Has Amazon EC2 become over subscribed? (2010)

trotsky · on April 22, 2013

I was trying to figure out how this guy could be so behind the times - just discovered internal network latency at AWS?

Then I saw:

Published: 9:01 AM GMT, Tuesday, 12 January 2010

ultimoo · on April 22, 2013

Yes, the year of the blog should definitely be present in the HN title.

That said, what is the deal with the internal network latency and the other points the OP touched upon today? Did Amazon get around to resolving things, or have things worsened?

seldo · on April 22, 2013

My non-rigorous impression is that latency is roughly the same now as it was in 2010, i.e. not great, but at least it hasn't been getting worse.

redact207 · on April 22, 2013

Have there been any improvements since then?

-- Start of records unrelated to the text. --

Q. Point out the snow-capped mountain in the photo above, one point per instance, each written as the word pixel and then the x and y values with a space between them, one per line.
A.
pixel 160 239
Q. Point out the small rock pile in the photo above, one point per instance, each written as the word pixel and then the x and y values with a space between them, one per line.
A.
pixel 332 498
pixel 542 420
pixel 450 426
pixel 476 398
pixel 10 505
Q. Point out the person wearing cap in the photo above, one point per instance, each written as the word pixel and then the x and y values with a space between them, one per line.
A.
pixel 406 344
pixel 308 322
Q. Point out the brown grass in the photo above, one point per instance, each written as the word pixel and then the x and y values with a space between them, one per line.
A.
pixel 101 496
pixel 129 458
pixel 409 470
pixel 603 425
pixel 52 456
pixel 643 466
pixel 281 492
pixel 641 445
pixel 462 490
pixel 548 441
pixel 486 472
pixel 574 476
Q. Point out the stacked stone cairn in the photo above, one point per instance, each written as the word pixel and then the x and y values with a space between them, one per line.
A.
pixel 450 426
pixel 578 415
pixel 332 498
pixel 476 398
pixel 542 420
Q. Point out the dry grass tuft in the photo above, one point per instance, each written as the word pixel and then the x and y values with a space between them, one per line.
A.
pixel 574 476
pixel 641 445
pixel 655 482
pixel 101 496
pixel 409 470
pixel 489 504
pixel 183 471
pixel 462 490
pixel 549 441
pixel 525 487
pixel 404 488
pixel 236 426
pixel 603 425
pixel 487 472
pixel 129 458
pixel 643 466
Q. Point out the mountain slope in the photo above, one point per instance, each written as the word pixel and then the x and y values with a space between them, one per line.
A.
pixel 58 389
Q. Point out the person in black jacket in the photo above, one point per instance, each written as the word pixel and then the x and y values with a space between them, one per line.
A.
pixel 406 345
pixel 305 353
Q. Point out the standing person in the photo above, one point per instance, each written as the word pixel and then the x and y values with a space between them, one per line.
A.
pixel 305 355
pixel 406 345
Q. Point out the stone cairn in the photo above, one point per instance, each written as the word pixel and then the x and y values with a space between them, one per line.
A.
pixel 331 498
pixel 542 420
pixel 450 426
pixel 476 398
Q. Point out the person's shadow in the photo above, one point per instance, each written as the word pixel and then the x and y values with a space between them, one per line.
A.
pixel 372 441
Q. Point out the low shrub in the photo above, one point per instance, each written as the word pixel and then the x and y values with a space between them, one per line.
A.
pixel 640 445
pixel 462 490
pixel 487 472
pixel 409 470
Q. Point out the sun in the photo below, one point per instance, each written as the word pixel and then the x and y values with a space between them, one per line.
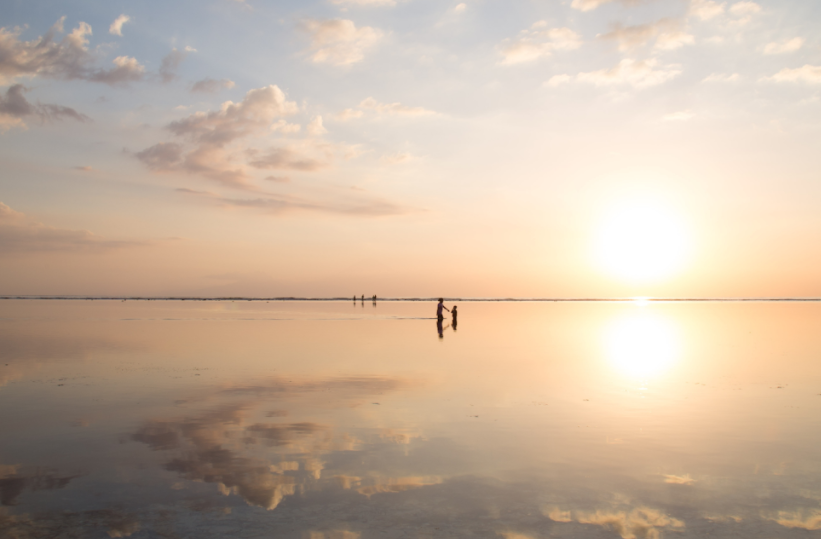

codewright · on April 22, 2013

No, it's still common to have in-house "find a good node" code that fires up and takes down machines until one that will be reliable is found.

wmf · on April 22, 2013

Previous HN discussion: https://news.ycombinator.com/item?id=1048694

t0 · on April 22, 2013

Can you enlighten us? Why is it so slow? Are some people abusing all of that free bandwidth? Is their LAN simply not built to handle much traffic?

trotsky · on April 22, 2013

I don't have any inside information, but I would guess it's because their san is so sketchy everyone rolls their own DFS and uses other chatty replication strategies, leaving the network running data and disk on the same topology. These days a lot of that traffic will take 4 hops within an AZ.

dotBen · on April 22, 2013

I'm loathed to perpetuate a 3 year old article, but...

One of the key contributing factors to this kind of network degradation of AWS (/or other cloud vendor) is the abundance of the "bad neighbor test" - where a client performs tests to see if they can achieve a 'preferred' amount of CPU/IO on the host of their new instance.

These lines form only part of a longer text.